Robert Altman l’engage pour Vincent et Théo en 1990, en Docteur Gachet, celui qui reçu les croutes du génie en échange de consultation. Seule participation marquante en dix ans de cinéma. C’est en fait un petit jeune nommé Mathieu Kassovitz qui va le ressuscité. En lui donnant le rôle du gynécologue dans Métisse (où le fils Vincent Cassel explose pour la première fois au cinéma), le passage de relais intergénérationnel se fait subrepticement. La même année, il commence à chanter et se lance sur les planches, rendant hommage, en solo, à Astaire, Gershwin, Porter et plus tard Ferré, Brel, Bécaud. Crooner sur le tard, il multiplie les cachets au cinéma. Et, bizarrement, y trouve quelques uns de ses meilleurs rôles grâce à une jeune génération de cinéaste plus ouverte à la culture anglo-saxonne.

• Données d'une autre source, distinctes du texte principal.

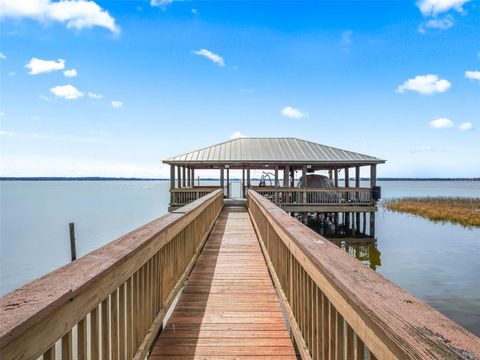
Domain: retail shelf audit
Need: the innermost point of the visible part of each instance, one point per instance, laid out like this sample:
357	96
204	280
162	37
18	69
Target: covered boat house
299	176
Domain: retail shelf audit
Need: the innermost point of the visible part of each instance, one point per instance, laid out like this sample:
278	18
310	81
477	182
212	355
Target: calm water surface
439	263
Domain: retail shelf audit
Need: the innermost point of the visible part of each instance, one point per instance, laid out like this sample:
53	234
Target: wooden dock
229	307
229	280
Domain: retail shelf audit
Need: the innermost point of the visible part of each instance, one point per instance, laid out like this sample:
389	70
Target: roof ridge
348	154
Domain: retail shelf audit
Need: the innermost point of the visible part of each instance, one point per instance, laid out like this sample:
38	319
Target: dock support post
276	184
172	182
172	176
243	183
364	227
73	246
179	177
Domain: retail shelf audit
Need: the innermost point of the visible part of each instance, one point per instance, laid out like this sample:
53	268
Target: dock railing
182	196
109	304
340	309
290	196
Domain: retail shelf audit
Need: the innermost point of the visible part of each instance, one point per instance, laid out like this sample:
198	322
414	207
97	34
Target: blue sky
395	79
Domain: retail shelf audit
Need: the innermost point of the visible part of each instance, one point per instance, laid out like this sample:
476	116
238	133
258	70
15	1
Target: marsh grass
464	211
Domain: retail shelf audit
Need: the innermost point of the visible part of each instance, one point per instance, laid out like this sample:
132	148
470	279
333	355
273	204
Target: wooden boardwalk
229	308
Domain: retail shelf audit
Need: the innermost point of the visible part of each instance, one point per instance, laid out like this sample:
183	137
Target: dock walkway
229	307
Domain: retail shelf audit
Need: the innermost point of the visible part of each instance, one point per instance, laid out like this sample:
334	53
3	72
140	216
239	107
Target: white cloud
425	85
78	14
95	96
39	66
435	7
68	92
40	165
441	123
442	24
472	75
423	149
210	55
291	112
44	98
237	135
70	73
466	126
6	133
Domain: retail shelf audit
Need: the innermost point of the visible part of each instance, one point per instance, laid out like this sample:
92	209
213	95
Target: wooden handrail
196	188
128	284
339	308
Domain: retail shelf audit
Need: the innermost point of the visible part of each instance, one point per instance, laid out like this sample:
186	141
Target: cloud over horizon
442	123
211	56
70	73
425	85
293	113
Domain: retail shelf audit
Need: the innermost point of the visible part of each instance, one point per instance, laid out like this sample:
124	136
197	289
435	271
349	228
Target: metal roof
271	151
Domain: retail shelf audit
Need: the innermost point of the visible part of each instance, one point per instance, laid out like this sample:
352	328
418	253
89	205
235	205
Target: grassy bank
464	211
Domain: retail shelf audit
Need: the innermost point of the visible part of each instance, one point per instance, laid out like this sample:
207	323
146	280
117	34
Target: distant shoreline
203	179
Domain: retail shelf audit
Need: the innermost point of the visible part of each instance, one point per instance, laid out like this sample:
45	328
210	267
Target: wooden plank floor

Mais c’est Claude Chabrol qui lui offre les meilleures places : L’enfer et La Cérémonie (pour lequel il obtient sa seule nomination aux César) lui permettent de se rappeler à l’esprit des cinéastes. Il retrouve Altman mais s’autorise aussi des passages en Afrique du Sud, chez Jacquot, Couvelaire, ou dans des courts métrages.
Les dernières années, depuis Les Rivières pourpres où il finit crucifié par Kassovitz, lui permettent d’explorer tous les tons. Décalé (Narco) ; dramatique (Virgil) ou cynique (Fair Play), il joue souvent les pères au regard pas forcément convenu. Il impose rapidement sa prestance et aime jouer avec délectation les hommes de mauvaise foi ou désagréable. «Arrivé à un âge certain, il y a une urgence différente à bien faire les choses. On goûte davantage chaque moment de la vie.»
Pourtant les quatre derniers films, chacun dans leur genre, qui clôtureront cette vie jouissive et lumineuse, discrète et étoilée, feront de ce protestant atteint d’un cancer un vieil homme pas amer. Dans Astérix aux jeux olympiques il sera le druide Panoramix. Sage. Dans le larmoyant Scaphandre et le Papillon de Julian Schnabel, primé à Cannes juste après son décès, il est le Père Lucien. Déjà la tête dans le Ciel. Dans l’étrange et insolite Congorama, il est le détenteur du secret, l’ancien écrivain admiré désormais handicapé. C’est un autre Belge, Alain Berliner, qui lui offre sa plus belle dernière image, en virtuose des claquettes et chanteur de cabaret, dans J’aurais voulu être un danseur. L’image d’un homme en smoking montant des marches blanches, en sautillant, virevoltant, rythmant ses pas au gré de la musique. A l’ombre de Gene Kelly, pas en mauvais copieur, plutôt en très bon élève. Trois petits pas, les talons qui s’entrechoquent avec finesse, et Monsieur Cassel qui se casse au ciel.